Tomorrow is not a guarantee. Do not put off until tomorrow what you can do today.
Words never more applicable to my life the last few weeks. A bit more than a month ago I had a seizure. All that I remember was sitting in my office at work at my desk constructing an email to a recruit and talking across the hall to my supervisor. The next memory is waking up in the hospital with my wife looking down upon my body laying in an emergency room.
Things checked out at the hospital and I was cleared to leave and resume regular activities with the exception of driving a car, which will have to wait for three more months. Since then an EEG and an MRI have been conducted and there is a pending appointment with a seizure clinic. Things would appear okay.
But are they? How do you really know if things are every truly okay? The truth is there are very few guarantees in our lifetime. After this experience I have been forced to evaluate my lifestyle. The way I spend my time. Who I spend my time with and what we do with those encounters. I sat at my home office last week after a week of much needed vacation. I looked upon pictures of my wife and I, a curio cabinet holding my marathon medals and a laminated 11x16 photo collage from the North Central University cross country season of 2006 and finally some Bibles and books from Christian authors that I am currently reading.
In one sideways sweep of my head, I encountered the visual representation of the things that are truly important in my life.
My wife. The time we have together is so special, she is my world, my treasure.
Running, my outlet, my artistic expression, often neglected because of "life".
The team I coach, the people in that picture who were a part of a dual NCCAA National Championship season, represent my passion at its purest, most meaningful form.
My Faith. The blood and the water that give my life purpose; that allow me to be a husband to my wife, that give my endless miles a meaning beside just the monotonous shaping of my physical man. Coaching, the thing I've been given to do with my life, matters more than just finding new ways to be good at sport.

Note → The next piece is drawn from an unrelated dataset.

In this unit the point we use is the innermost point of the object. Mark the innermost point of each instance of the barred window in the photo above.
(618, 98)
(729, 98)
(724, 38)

Does my day to day life allow complete commitment to those areas? Do I give myself space to recover from the grind of day to day life so that I can embrace both the great and the bad elements of living? The truth is I need to embrace each today for what it holds and commit to living in those moments completely.
For better or worse it took an unfortunate event to help me realize how fortunate I am to live a full life each day. I hope to do that more thoughtfully in the future. And I encourage you to do so too.